I'm a big fan of Pinboard - the posting interface is wonderful, and it's even easier with a Chrome extension and keyboard shortcut. Your bookmarks are public (unless you choose otherwise), and anyone can subscribe to your feed.
There's no place in Pinboard, though, for metadata other than title, URL and description, and you can't attach snapshots or files to your bookmarks (Pinboard stores an HTML archive of each bookmark, for subscribers, but its crawler might not always get the same view of the page as you, or any attachments).
Zotero and Mendeley both have APIs which let you post metadata and attach files, but they're limited in various ways (they both have a restricted set of metadata fields that are allowed for each type of object; Zotero's API is nicely engineered but uses XML; neither support the client-side OAuth2 flow, which means browser extensions have to either communicate with the API through a server-side proxy or store their secret key in the extension). Also, neither Zotero or Mendeley allows you to keep your library completely open for anyone to read.
ReadCube has a lovely reading and outward-linking interface, but not much of a public API; Google Drive and Dropbox are both excellent file stores and have well-built APIs, but neither lets you attach extensive metadata to each object.
Basically, I've been searching for a long time for a cloud-based object store with a decent API, the ability to store items with arbitrary JSON metadata/annotations, multiple file attachments, user-pays storage costs, client-side OAuth2 authentication, cross-origin request headers and (as a special bonus) a web-based social layer for communication.
Save to App.net
Then, last week, App.net added Files to their existing API, allowing files to be attached to posts.
In the same way as you can post to Twitter and attach photos, now you can post to App.net, attach any metadata you like as annotations, and attach arbitrary files to each post.
In my case, those files are PDFs.
As a starting point, I made a Chrome extension that reads metadata from the current page, fetches more metadata from various services using any identifier it can find, then posts the item to App.net. If the original HTML file points to an associated PDF file, then it also fetches that file and attaches it to the post.
When I'm browsing the web reading articles, I just have to press a single button and the item is stored in my App.net feed.
Anyone subscribed to the RSS feed of my posts gets the item title, a link to the original page, and the PDF file as an enclosure.
Read from App.net
As a reader, I need to be able to access all the stored metadata for each item, so I built a client-side web interface to my App.net library. After authenticating, it fetches my latest posts and displays those that have file attachments. Then, when I select an article, it displays the PDF using PDF.js.

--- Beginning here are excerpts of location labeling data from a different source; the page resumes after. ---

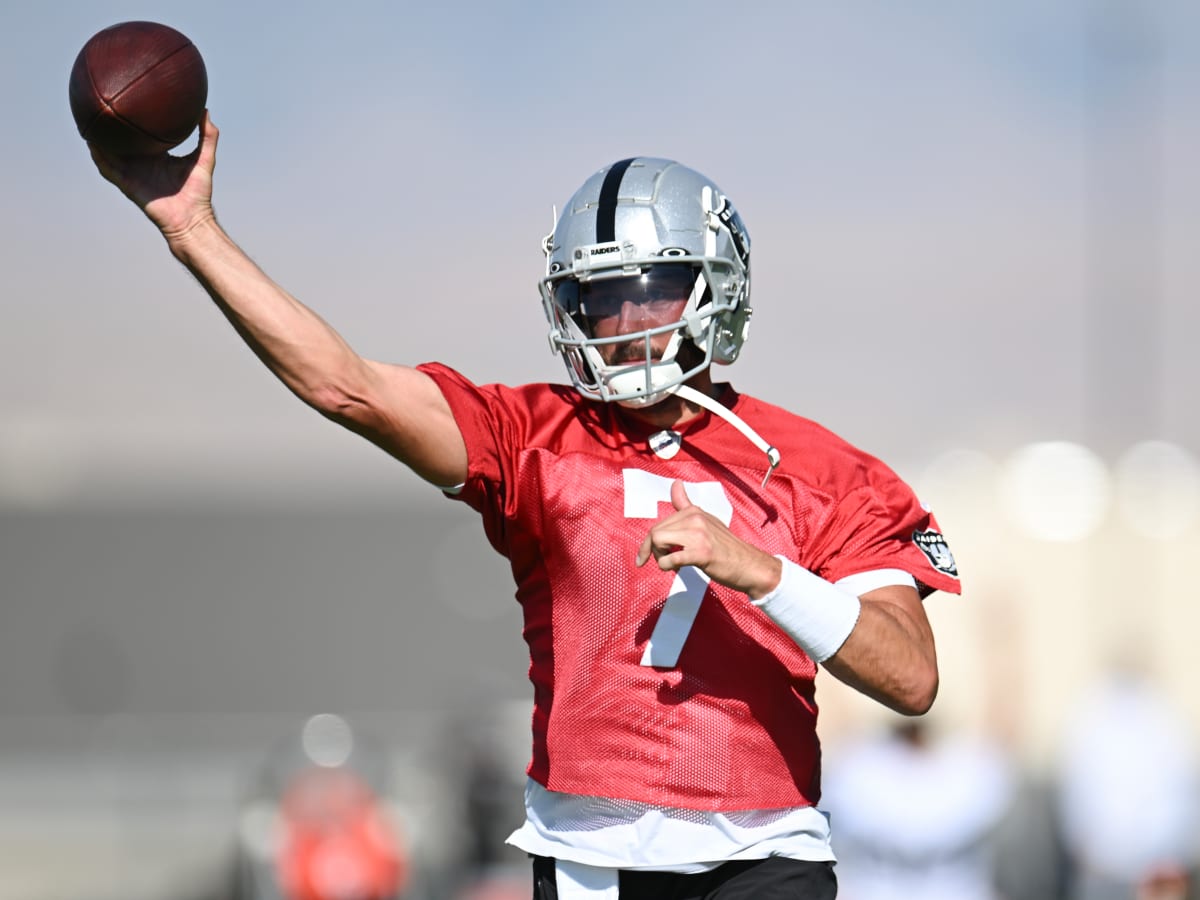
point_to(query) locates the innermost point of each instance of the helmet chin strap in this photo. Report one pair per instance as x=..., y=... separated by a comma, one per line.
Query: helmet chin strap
x=712, y=406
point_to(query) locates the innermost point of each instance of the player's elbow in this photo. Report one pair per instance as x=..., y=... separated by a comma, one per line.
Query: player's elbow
x=918, y=694
x=345, y=402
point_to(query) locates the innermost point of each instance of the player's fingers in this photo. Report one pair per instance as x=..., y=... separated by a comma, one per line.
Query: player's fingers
x=679, y=496
x=207, y=150
x=645, y=551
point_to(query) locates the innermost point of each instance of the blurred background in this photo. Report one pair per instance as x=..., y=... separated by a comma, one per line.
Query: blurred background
x=232, y=635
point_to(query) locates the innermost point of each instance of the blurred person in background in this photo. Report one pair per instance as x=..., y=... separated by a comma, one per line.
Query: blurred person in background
x=916, y=815
x=685, y=556
x=317, y=823
x=1128, y=791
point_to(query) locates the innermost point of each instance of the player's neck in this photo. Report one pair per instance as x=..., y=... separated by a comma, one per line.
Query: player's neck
x=675, y=411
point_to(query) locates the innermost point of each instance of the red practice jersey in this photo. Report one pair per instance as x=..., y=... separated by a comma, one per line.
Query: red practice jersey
x=568, y=490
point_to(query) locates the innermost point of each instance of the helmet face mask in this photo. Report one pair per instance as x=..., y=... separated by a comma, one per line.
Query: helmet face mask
x=646, y=241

So: a cloud-based file system with arbitrary metadata, a browser extension for creating items and attaching files, a web-based reading interface, the ability to subscribe to other people's posts... what next? A local, synced IndexedDB database and file store like in Metatato, for better lookup, browsing and offline reading? A separate service that converts each PDF to XML using pdfx and attaches the XML file back to your post? An application that reads your feed and recommends similar articles? Text mining to suggest connections between articles? Plugins to display attention metrics for each article? Combine the feeds of everyone you follow to create an über-library?